A group of investors sued the Post Co., in U.S. District Court for the District of Columbia in October, accusing company officers of misleading investors by releasing false information on Kaplan’s health. The value of the company's stock dropped after the U.S. Department of Education released new data in August 2010 indicating Kaplan could be at risk of losing its federal financial aid.
The Iron Workers Local No. 25 Pension Fund, which held more than 2,000 shares of the company’s stock at the time and claimed losses of about $245,000, is lead plaintiff. The class is being represented by a team from Robbins Gellar Rudman & Dowd. Attorneys there could not immediately be reached.
The Post Co. is being represented by Williams & Connolly’s Kevin Baine and Steven Farina.
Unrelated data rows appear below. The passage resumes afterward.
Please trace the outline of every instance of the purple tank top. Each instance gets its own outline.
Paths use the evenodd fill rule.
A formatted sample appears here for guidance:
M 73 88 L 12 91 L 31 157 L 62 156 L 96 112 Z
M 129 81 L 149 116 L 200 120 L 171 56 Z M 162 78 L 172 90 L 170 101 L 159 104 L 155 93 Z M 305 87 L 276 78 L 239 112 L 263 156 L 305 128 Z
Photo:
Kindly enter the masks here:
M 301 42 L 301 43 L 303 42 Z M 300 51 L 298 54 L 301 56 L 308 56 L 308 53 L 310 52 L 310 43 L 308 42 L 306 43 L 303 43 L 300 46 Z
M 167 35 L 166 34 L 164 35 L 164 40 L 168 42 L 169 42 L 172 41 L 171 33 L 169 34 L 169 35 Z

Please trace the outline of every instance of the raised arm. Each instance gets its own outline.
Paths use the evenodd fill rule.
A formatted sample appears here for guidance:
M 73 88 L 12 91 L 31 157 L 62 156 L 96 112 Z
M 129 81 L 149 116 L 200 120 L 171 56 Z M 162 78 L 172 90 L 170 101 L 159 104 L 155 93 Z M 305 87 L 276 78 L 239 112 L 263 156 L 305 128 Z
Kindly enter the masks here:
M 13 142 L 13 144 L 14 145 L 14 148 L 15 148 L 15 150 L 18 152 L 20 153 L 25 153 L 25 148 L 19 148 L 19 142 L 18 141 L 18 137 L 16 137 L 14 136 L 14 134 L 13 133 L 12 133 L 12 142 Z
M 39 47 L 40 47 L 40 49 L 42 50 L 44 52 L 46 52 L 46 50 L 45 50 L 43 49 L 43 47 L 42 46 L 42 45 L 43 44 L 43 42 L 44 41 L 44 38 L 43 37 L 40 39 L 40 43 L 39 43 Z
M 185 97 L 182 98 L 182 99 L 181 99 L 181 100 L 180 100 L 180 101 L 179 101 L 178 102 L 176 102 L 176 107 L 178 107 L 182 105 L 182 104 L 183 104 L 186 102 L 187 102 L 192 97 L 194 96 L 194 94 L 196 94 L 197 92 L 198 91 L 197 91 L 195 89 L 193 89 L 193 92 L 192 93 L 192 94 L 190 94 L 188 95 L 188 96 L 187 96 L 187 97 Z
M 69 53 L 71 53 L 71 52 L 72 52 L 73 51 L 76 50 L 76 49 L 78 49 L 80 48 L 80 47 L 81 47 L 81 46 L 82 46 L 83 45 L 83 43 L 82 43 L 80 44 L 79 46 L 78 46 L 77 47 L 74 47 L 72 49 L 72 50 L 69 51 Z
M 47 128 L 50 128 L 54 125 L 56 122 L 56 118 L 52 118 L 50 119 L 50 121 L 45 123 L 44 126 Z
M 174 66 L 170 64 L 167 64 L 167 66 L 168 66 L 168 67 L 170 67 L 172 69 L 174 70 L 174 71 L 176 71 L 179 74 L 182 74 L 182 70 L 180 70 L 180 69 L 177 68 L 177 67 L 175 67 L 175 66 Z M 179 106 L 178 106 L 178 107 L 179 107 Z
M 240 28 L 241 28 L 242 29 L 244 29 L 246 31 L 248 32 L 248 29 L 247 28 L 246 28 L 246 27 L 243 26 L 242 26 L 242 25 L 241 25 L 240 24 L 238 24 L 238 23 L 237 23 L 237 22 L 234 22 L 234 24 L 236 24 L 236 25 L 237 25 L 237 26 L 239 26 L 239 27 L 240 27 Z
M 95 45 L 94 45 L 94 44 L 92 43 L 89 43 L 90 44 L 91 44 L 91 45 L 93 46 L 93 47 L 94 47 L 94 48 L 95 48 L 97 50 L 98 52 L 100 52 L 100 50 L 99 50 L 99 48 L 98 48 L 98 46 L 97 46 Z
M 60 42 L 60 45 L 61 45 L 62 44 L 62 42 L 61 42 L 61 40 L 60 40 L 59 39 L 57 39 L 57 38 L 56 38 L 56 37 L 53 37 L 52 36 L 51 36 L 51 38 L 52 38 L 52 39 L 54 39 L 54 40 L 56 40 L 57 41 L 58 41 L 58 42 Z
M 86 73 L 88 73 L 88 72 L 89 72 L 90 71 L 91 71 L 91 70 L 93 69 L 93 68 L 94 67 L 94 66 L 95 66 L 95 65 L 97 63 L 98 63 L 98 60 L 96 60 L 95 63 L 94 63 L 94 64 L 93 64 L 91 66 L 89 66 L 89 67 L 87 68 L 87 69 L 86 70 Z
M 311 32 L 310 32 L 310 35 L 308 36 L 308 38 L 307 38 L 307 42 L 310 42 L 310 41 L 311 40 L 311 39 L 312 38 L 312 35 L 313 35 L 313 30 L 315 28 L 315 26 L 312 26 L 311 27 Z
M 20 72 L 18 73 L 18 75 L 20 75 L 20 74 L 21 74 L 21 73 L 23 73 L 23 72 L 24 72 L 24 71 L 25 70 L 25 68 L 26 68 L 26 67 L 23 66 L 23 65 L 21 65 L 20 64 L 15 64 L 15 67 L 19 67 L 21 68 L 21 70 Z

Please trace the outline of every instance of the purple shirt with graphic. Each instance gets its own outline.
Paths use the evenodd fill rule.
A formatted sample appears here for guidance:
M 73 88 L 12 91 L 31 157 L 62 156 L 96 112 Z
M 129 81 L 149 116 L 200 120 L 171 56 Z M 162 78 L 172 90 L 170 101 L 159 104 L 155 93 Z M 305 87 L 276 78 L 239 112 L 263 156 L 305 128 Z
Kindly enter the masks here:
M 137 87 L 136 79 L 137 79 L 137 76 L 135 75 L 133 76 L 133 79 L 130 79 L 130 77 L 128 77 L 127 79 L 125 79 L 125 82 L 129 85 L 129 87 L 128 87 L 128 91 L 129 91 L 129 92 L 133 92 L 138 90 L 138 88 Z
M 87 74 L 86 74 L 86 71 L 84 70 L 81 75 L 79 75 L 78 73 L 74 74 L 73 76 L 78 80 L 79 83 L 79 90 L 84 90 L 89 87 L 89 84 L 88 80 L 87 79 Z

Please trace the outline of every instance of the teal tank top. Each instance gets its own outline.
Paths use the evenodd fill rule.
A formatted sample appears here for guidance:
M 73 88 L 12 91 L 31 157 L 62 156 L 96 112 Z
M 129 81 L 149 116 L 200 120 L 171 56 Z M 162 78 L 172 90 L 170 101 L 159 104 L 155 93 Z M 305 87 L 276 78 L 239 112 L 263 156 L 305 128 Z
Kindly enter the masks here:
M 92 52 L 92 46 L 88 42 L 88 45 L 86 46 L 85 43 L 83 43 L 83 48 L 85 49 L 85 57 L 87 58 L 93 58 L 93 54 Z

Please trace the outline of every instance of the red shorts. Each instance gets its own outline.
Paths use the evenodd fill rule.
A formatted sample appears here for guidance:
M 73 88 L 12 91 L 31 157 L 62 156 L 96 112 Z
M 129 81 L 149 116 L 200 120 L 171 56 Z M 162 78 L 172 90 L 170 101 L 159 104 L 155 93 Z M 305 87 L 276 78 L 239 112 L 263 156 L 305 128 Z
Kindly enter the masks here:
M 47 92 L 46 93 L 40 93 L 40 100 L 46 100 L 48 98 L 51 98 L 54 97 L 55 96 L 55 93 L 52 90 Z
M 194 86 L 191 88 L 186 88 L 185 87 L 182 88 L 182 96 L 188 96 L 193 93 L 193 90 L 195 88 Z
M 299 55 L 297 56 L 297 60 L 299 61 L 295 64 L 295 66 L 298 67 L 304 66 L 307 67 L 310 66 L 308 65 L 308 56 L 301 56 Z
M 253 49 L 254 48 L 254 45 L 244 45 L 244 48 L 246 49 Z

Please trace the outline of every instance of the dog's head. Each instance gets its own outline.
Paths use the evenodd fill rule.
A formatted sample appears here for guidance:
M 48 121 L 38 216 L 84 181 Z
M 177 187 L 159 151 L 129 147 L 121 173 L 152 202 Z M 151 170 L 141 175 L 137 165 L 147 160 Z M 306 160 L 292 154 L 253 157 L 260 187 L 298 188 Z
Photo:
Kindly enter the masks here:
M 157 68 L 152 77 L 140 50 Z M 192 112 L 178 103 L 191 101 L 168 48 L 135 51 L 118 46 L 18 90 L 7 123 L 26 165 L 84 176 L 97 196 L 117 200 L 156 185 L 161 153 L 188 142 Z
Neither could immediately be reached on Monday.
In the Post Co.’s motion to dismiss (PDF) filed Friday, the company said it always disclosed in its securities filings that Kaplan “operates in a highly regulated environment… and that changes in government regulations could have a significant negative impact on its operating results.”
The Education Department’s report hit for-profit schools hard across-the-board, the Post Co. argues, noting that its stock value later returned to pre-report levels. The company is claiming that the complaint lacks any specific allegations of deliberate fraud on the part of the Post Co. or its officers, and that any financial losses were the result of changes in the regulatory environment surrounding Kaplan and other similar companies.
“In short, there is no securities fraud in this case—only a plaintiff seeking to secure a windfall based on a temporary drop in stock price that cannot be pinned to anything approaching fraud by any of these defendants,” the company argues.
The case is before U.S. District Judge Paul Friedman.